"Kemewahan itu sementara, tapi kebaikan yang kita sebar akan abadi. Jadi, jangan lupa menebar kebaikan meskipun kita punya pesawat pribadi."
Di sebuah negeri di atas awan, di mana hukum gravitasi seolah tak berlaku, hiduplah para penghuninya dengan sangat nyaman. Mereka memiliki istana-istana mengambang yang terbuat dari kapas gula, taman-taman yang selalu berbunga, dan kendaraan pribadi yang bisa terbang bebas.

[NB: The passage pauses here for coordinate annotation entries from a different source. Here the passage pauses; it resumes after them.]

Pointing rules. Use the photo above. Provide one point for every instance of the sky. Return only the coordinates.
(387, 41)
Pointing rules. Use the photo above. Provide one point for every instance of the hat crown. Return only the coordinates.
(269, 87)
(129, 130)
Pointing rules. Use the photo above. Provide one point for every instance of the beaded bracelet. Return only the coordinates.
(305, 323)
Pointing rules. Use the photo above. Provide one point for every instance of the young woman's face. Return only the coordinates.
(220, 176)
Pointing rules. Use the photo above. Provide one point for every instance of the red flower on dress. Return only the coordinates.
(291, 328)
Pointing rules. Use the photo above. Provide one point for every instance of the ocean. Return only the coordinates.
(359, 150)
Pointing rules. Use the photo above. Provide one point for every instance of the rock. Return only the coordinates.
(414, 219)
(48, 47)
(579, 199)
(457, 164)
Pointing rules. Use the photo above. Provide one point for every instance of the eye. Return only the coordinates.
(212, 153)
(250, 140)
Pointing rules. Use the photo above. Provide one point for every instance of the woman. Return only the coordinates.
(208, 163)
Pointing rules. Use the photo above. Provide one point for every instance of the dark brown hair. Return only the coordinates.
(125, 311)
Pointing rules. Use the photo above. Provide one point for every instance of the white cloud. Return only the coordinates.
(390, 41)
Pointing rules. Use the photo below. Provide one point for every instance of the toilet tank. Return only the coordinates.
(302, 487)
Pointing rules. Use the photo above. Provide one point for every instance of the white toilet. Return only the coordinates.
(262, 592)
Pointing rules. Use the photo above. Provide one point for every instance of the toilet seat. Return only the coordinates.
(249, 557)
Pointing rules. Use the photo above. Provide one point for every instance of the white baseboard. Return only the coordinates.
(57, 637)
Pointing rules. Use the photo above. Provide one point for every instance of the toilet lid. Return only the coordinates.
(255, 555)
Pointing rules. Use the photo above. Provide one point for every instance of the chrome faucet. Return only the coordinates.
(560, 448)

Di negeri ini, ada sebuah aturan tidak tertulis: "Semakin tinggi kau terbang, semakin bebas kau dari aturan. Aturan hanya berlaku di daratan dan di lautan, di negeri awan adalah negeri kebebasan." Makanya, tak heran jika banyak penghuni negeri ini memiliki pesawat pribadi. Bukan sembarang pesawat, melainkan pesawat-pesawat mewah yang dilengkapi segala fasilitas.
"Katanya pesawat pribadi hanyalah alat transportasi, tapi bukankah itu juga sebuah pernyataan? Sebuah pernyataan tentang jurang pemisah antara mereka yang terbang tinggi dan mereka yang hanya bermimpi terbang," kata si Raja Awan yang memiliki koleksi pesawat pribadi paling lengkap.
"Mungkin kemewahan sebenarnya bukan memiliki pesawat pribadi, tapi keistimewaan tidak perlu khawatir tentang harganya. Itu semacam kebebasan, bukan? Kebebasan dari konsekuensi," timpal Ratu Awan sambil menyesap teh dari cangkir emasnya.
Para bangsawan di negeri itu pun berlomba-lomba memiliki pesawat pribadi. Mereka beranggapan bahwa pesawat pribadi adalah simbol status sosial yang tinggi. "Ada yang mewarisi tanah, ada yang mewarisi gelar, dan segelintir orang mewarisi langit. Sepertinya aturan warisan telah berkembang cukup dramatis," ujar seorang bangsawan muda sambil mengelus pesawat pribadinya yang baru.
"Di dunia yang penuh dengan orang kaya dan pemilik kapal pesiar, pesawat pribadi hanyalah satu langkah kecil naik tangga. Atau turun, tergantung sudut pandangmu," timpal bangsawan lainnya sambil tertawa.
Namun, di balik kemewahan dan kebebasan itu, ada sebuah pertanyaan besar yang terus menghantui mereka. "Apakah itu benar-benar 'gratifikasi' jika Anda sudah puas dengan posisi Anda? Atau itu hanya tambahan keuntungan?" tanya seorang filsuf awan.
"Kapan sebuah fasilitas menjadi hak istimewa, dan kapan hak istimewa menjadi hak? Dan siapa yang berhak memutuskan?" sahut filsuf lainnya.
Pertanyaan-pertanyaan itu semakin rumit ketika mereka menyadari bahwa aturan di negeri mereka tidak berlaku sama untuk semua orang. "Jika aturan tidak berlaku untuk Anda, apakah aturan itu benar-benar ada?" tanya seorang rakyat jelata yang iri melihat kemewahan para bangsawan.